# Hello! New guy from the Kansas flat lands



## MacDaniel (Jun 4, 2010)

Hello all...

I've just recently discovered the down right fun of shooting compound bows and my boss recomended this site for me to check out for tips/equipment and pretty much all of the above!

Look forward to trolling with you all

MacDaniel


----------



## MacDaniel (Jun 4, 2010)

Bump! Just so I can get my second post so I can PM someone :tongue:


----------



## Dthbyhoyt (Dec 4, 2004)

:welcome: 2 ArcheryTalk


----------



## Tim Roberts (Jul 13, 2002)

:wav: :yo: *G'day.*







to *Archery Talk* MacDaniel.

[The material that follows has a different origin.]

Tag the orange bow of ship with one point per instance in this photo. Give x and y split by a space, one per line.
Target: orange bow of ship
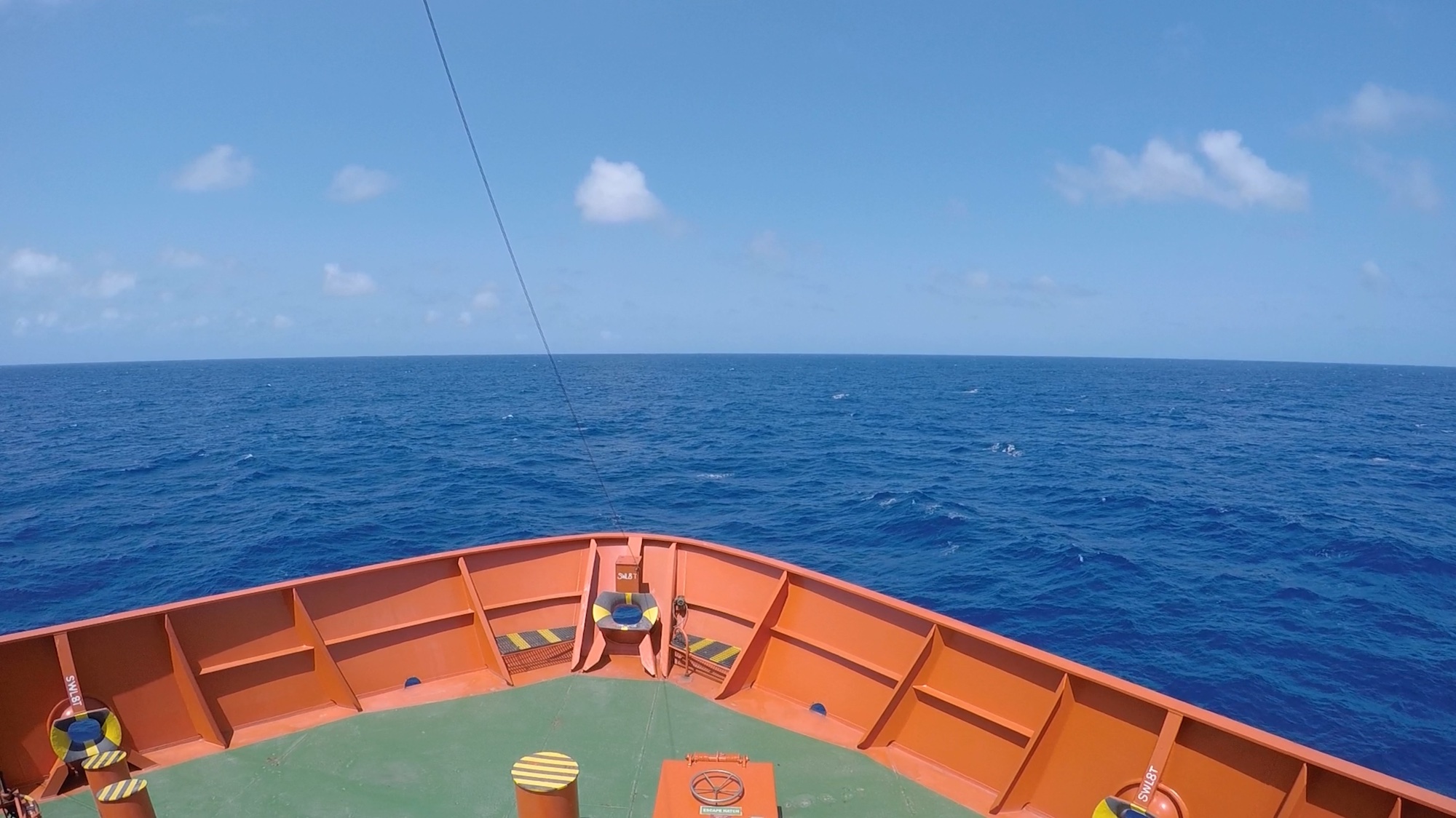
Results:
617 675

Have fun here.


----------



## buckchaser86 (Jun 10, 2009)

Welcome to AT!!


----------



## rycountryboy (Feb 21, 2008)

*:welcome: to AT*


----------



## JHAZER (Dec 23, 2009)

also a newbie, is nice that they make you have a bunch of posts to keep hackers out!


----------



## MacDaniel (Jun 4, 2010)

Thank you for all the welcomes, I look forward to learning everything I can about shooting!


----------



## asa1485 (Jan 16, 2008)

Welcome to AT!!


----------



## Pickert (Dec 12, 2007)

Welcome to AT!

What part of the state are you from?


----------



## gun870guy (Jun 26, 2009)

Welcome...


----------



## Bowhuntr64 (Aug 6, 2007)

:welcome::wav:


----------



## wicked1Joe (May 19, 2009)

:wav:
Welcome to AT


----------